Bio: Opel is a loving husband, dedicated father, and servant to the community. He mentors, tutors, volunteers in his free time through his fraternity, and coaches youth football and youth baseball. Throughout the years, Opel has worked as an engineer, mathematics and statistics lecturer, development officer, and computer scientist, at several institutions and the federal government. He also served as Director of the Leadership Institute for several years at Hampton University, teaching leadership studies and developing leaders in addition to teaching mathematics and honors seminars. Currently, he is a mathematician and analyst at The John’s Hopkins University Applied Physics Laboratory. Additionally, he is currently serving on the County Council in Howard County, Maryland. He was first elected to office in 2018, and just re-elected in 2022.

Opel earned the B.S. in mathematics from Hampton University, the M.S. in mathematics from Howard University, and the Ph.D. in mathematics also from Howard University. He is a Life Member of Alpha Phi Alpha Fraternity, Inc., initiated at Hampton University, and past president of the local Howard County chapter. His professional associations include the American Mathematical Society, the Mathematical Association of America, and the National Association of Mathematicians.  Opel loves music, football and baseball, reading, Sudoku puzzles, and is a lifelong practitioner of martial arts. He and his wife, Shaundra, are extremely proud parents of three: Opel II, Ivan, and Whitley!

Topics Include:

Mathematical Modeling in a STEM Realm
In my work at The Johns Hopkins University Applied Physics Laboratory, it is exciting and refreshing to use my mathematical and statistical background for real-world problems and situations. Whether using mathematical modeling to predict flight path, utilizing maximum likelihood estimation to estimate reliability, or implementing principles of systems engineering and computer science for systems analysis and test and evaluation, mathematics is at the core of planning in times of potential defense. In this talk, we will discuss several methods in which we evaluate system error, use data derived modeling to predict flight path, and solve real-world problems which our government may use.

To teach or not to teach?
Throughout my professional career, I have enjoyed my vocation as a systems engineer, lecturer, higher education administrator, computer scientist, clinical assistant professor, and now a mathematician and analyst. My background is in pure mathematics, specializing in enumerative combinatorics, something I may not use in my day-to-day work, yet the analytical skills and dynamic thinking that arises from the field is crucial for producing imperative results. In this talk for undergraduate and graduate students, we will discuss various paths to a fruitful career if one holds (or is pursuing) mathematical and/or statistical degrees at the terminal level.

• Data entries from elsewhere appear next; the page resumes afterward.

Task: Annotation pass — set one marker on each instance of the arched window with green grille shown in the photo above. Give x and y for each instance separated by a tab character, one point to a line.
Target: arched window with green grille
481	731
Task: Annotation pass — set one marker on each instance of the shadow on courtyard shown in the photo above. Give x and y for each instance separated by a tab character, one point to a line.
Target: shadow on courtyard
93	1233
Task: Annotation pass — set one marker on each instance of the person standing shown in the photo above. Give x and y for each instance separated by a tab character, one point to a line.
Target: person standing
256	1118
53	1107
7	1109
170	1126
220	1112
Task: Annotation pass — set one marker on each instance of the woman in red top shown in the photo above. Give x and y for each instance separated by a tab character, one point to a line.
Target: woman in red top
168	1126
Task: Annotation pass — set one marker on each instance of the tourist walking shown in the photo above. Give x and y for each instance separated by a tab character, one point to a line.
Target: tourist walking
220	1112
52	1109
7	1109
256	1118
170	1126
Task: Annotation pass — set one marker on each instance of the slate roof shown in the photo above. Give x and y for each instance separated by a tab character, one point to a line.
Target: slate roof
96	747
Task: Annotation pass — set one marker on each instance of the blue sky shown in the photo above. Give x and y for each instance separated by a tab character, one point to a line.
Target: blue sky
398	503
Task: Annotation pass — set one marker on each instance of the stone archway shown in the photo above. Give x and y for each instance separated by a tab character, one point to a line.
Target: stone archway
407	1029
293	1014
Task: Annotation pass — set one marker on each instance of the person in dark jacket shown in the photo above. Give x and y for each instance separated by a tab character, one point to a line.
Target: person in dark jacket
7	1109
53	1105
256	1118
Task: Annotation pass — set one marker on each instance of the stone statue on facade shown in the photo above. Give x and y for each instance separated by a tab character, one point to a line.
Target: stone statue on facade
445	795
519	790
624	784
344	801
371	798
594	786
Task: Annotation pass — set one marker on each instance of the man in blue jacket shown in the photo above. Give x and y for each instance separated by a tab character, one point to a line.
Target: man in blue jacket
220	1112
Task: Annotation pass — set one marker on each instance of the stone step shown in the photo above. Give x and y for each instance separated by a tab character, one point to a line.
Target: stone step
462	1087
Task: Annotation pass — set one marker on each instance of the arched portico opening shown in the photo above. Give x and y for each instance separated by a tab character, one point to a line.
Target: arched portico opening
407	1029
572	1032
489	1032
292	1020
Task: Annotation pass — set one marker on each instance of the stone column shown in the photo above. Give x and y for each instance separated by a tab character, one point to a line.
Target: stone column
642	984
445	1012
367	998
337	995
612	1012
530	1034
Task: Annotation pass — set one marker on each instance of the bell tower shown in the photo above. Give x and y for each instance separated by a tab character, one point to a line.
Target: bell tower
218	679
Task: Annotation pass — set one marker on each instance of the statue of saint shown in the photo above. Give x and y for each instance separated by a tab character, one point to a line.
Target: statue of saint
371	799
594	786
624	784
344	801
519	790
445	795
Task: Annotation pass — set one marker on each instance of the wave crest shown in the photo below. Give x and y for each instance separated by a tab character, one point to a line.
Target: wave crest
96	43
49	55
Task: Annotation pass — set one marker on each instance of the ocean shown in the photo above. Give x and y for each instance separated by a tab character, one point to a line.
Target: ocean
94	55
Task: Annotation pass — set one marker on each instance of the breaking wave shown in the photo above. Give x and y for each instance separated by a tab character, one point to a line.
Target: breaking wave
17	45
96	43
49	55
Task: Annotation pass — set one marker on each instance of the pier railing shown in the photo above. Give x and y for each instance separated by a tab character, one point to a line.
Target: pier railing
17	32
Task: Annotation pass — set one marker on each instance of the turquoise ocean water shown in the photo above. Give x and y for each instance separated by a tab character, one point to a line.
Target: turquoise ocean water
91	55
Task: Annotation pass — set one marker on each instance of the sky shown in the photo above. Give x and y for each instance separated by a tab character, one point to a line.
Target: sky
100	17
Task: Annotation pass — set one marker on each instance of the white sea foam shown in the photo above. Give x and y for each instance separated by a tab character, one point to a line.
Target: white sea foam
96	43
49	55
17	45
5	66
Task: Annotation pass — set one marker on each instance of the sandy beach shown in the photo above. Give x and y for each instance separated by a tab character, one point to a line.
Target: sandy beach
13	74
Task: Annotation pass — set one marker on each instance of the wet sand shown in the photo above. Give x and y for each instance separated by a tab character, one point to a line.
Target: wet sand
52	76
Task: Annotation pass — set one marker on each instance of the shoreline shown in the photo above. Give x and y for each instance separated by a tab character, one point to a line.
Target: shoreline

Pattern Avoidance in Restricted Permutations
In 1974 Dumont found two types of permutations are counted by the same sequence. The first type is a permutation in which each even entry is followed by a smaller entry, and each odd entry is followed by a larger entry, or ends the permutation. The second type is a permutation wherein if an entry is a deficiency, it must be even, and if an entry is an exceedance or a fixed point, it must be odd. These are now known as Dumont permutations of the first and second kinds. There are two other types of permutations which are also counted by the same sequence, known as Dumont permutations of the third and fourth kinds. In this talk we will discuss several enumerations of restricted Dumont permutations, that is Dumont permutations avoiding certain patterns. We will also briefly discuss their proofs which involve methods using induction, block decomposition, Dyck paths, and generating functions. We will conclude with a conjecture that the patterns 2143 and 3421 are indeed Wilf-equivalent on Dumont permutations of the first kind.